Corner 3 is the lower-left corner and corner 4 is the lower-right corner. These two corners are used for an analysis of the necessity of the presence/high level of x (corner = 3 ) or the absence/low level if x (corner = 4) for the absence/low level of y, respectively.
By default the upper left corner is analysed for all conditions and corner is not defined. If corner is defined, flip.x and flip.y are ignored.

Scope
By default, the theoretical scope is not defined and the empirical scope is used based on the minimum and maximum observed values of x and y.

Value

Returns a list of 6 items (see examples for further explanation):

plots

A list of plot-data for each x-y combination

summaries

A list of dataframes with the summaries for each x-y combination

bottlenecks

A list of dataframes with a bottleneck table for each ceiling technique

peers

A list of ceilings, with a list of peers for each condition. Peers are corner points of the CE-FDH ceiling line (e.g., the northwest-corners points for corner = 1)

tests

The results of the test for each condition (not human friendly, use nca_output)

test.time

The total time needed to run the tests for all conditions

Examples

# Load the data
data(nca.example)
data <- nca.example

# Basic NCA analysis, with conditions in the first 2 columns
# and the outcome in the third column
model <- nca_analysis(data, c(1, 2), 3)

# Use nca_output to show the summaries (see nca_output documentation for more options)
nca_output(model)

# Columns can be selected by name as well
model <- nca_analysis(data, c('Individualism', 'Risk taking'), 'Innovation performance')

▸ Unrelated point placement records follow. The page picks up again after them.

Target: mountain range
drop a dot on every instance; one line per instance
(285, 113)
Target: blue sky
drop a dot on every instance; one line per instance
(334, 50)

# Define the ceiling techniques via the ceilings parameter, see 'ceilings' for all types
model <- nca_analysis(data, c(1, 2), 3, ceilings=c('ce_fdh', 'ce_vrs'))

# These are the available ceiling techniques
print(ceilings)

# Define a custom ceiling line by providing the custom parameter, pairs of intercept-slope
model <- nca_analysis(data, c(1, 2), 3, custom=c(0, 1, 0, 2))

# If a single pair is provided, it will be used for all conditions
model <- nca_analysis(data, c(1, 2), 3, custom=c(0, 1))

# By default, the upper-left corner is analysed. With the corner argument for each
# condition a different corner can be selected. Select corner 1 or 2
# for an analysis of necessary conditions for the presence/high level of the
# outcome, and corner 3 or 4 for an analysis of necessary conditions for
# the absence/low level of the outcome. It is not possible to combine
# corner 1 or 2 with corner 3 or 4 in the same analysis as different outcomes are analysed.
# This analyses the upper right corner for the first condition
# and the upper left corner for the second condition:
model <- nca_analysis(data, c(1, 2), 3, corner=c(2, 1))

# Alternatively, for using the upper right corner(s), 'flip' the x variables
model <- nca_analysis(data, c(1, 2), 3, flip.x=TRUE)

# It is also possible to flip a single x variable
model <- nca_analysis(data, c(1, 2), 3, flip.x=c(TRUE, FALSE))

# Flip the y variable if the lower corners need analysing
model <- nca_analysis(data, c(1, 2), 3, flip.x=c(TRUE, FALSE), flip.y=TRUE)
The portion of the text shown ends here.